On level three, opened in February, other pairings, likely and unlikely, already feel familiar, convincing, yet continuingly provocative. In “Material Gestures”, Monet’s near-abstract “Lilies” prefigures Pollock’s free-dripping “Summertime”, and illuminates a rush of strong American abstractionists. In “Poetry and Dream”, Cy Twombly’s lush, clotted, crimson-gold 1993-4 “Four Seasons”, another wonderful recent purchase, is superbly enhanced by the mad vigour and odd lightness of being of Beuy’s heavy metal “Lightning with Stag in its Glare”.
But why is Twombly, most painterly of painters and unrivalled decadent heir to Pollock, in the surrealist section rather than in “Material Gestures”? Historical continuity is the price you pay for Tate eclecticism. Sometimes it’s worth it; often historical insensitivity turns to boorish farce. Munch and Klimt, poetry and dream merchants if ever there were, are stuck in a cubist ante-chamber. Bonnard’s shimmering, ambivalent “The Table”, one of Tate’s greatest and most popular works, is removed from display altogether. Tate’s best Picasso, the death-haunted “Three Dancers”, is temporarily absent.
A century ago, MoMA gobbled up modern works that Tate was too blind to buy. How Tate curators still hate modernism, the optimistic art of construction derived from Cézanne – also banished to a corner – and essential to understanding the art of deconstruction that came afterwards.

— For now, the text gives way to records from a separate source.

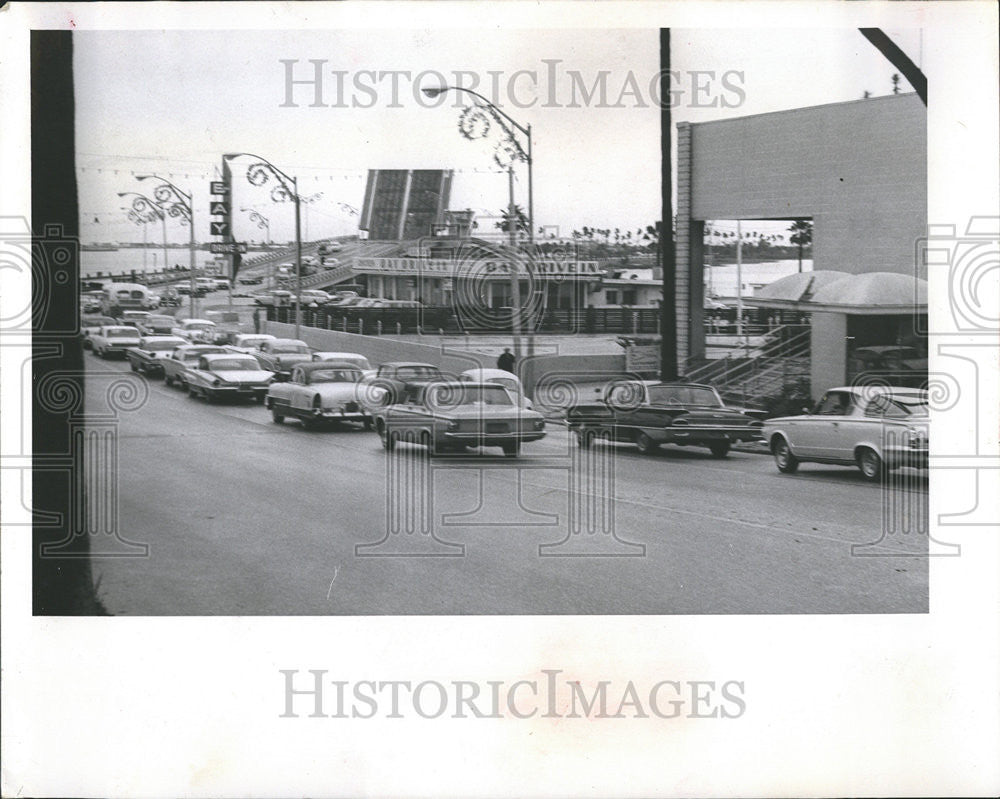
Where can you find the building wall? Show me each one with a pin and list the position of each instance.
(578, 369)
(829, 352)
(857, 169)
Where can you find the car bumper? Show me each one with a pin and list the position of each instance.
(697, 435)
(332, 414)
(914, 458)
(472, 439)
(237, 391)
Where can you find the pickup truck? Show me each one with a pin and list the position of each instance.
(148, 356)
(648, 414)
(177, 365)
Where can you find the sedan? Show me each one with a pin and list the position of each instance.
(451, 416)
(178, 363)
(323, 392)
(248, 343)
(509, 381)
(156, 325)
(148, 356)
(281, 354)
(874, 428)
(195, 330)
(89, 325)
(114, 339)
(227, 375)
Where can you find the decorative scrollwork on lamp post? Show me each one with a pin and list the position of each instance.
(259, 173)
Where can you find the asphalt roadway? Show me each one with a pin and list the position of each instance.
(243, 516)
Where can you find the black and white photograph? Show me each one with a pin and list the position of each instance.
(600, 386)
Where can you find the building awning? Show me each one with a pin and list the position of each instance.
(866, 294)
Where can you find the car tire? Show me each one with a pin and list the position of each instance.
(719, 449)
(871, 465)
(388, 438)
(786, 462)
(645, 444)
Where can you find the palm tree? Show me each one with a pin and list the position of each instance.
(652, 235)
(801, 231)
(520, 220)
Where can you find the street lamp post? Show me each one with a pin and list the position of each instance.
(145, 210)
(262, 222)
(180, 205)
(474, 124)
(258, 173)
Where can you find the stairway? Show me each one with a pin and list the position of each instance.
(781, 365)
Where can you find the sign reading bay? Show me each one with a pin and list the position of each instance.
(227, 247)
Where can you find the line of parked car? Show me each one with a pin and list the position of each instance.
(402, 401)
(876, 428)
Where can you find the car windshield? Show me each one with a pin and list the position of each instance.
(417, 372)
(194, 355)
(455, 395)
(683, 395)
(234, 365)
(897, 406)
(161, 346)
(334, 376)
(506, 383)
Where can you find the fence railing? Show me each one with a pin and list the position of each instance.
(783, 361)
(432, 319)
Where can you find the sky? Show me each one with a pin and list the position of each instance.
(171, 102)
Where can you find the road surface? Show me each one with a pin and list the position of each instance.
(243, 516)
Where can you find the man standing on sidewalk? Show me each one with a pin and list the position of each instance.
(506, 361)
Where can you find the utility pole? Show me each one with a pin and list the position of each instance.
(515, 278)
(668, 307)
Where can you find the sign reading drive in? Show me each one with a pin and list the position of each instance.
(485, 268)
(227, 247)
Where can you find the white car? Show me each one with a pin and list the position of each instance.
(90, 325)
(331, 391)
(227, 375)
(876, 428)
(114, 339)
(347, 357)
(248, 343)
(499, 376)
(197, 331)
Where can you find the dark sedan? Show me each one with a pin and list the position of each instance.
(649, 414)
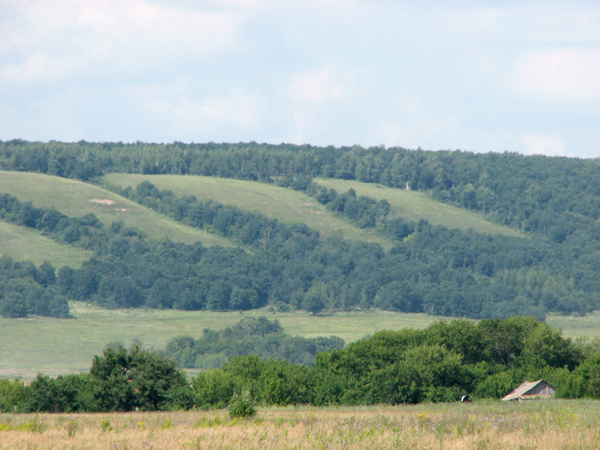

While our great living individualist artists who still recall the modernist tradition – Freud, Rego, Ofili – are relegated to Millbank, conceptual, hopelessly dated British dross is showcased here: Sarah Lucas’s urine-yellow toilet bowl, Julian Opie’s non-working ventilation unit. “Incubus”, Gary Hume’s pink house-paint map of hospital doors, is the central work in a section called “Contemporary Painting”, suicidally installed next to late Matisse and Léger, whose vigour makes 1940s and 1950s canvases look by contrast as if the paint had just dried.
Tate Modern has a world-class building and a world-class collection, but the British provincialism of its curators is embarrassing, and their refusal to look history in the eye mauls a potentially dazzling display of art past and present into meaninglessness.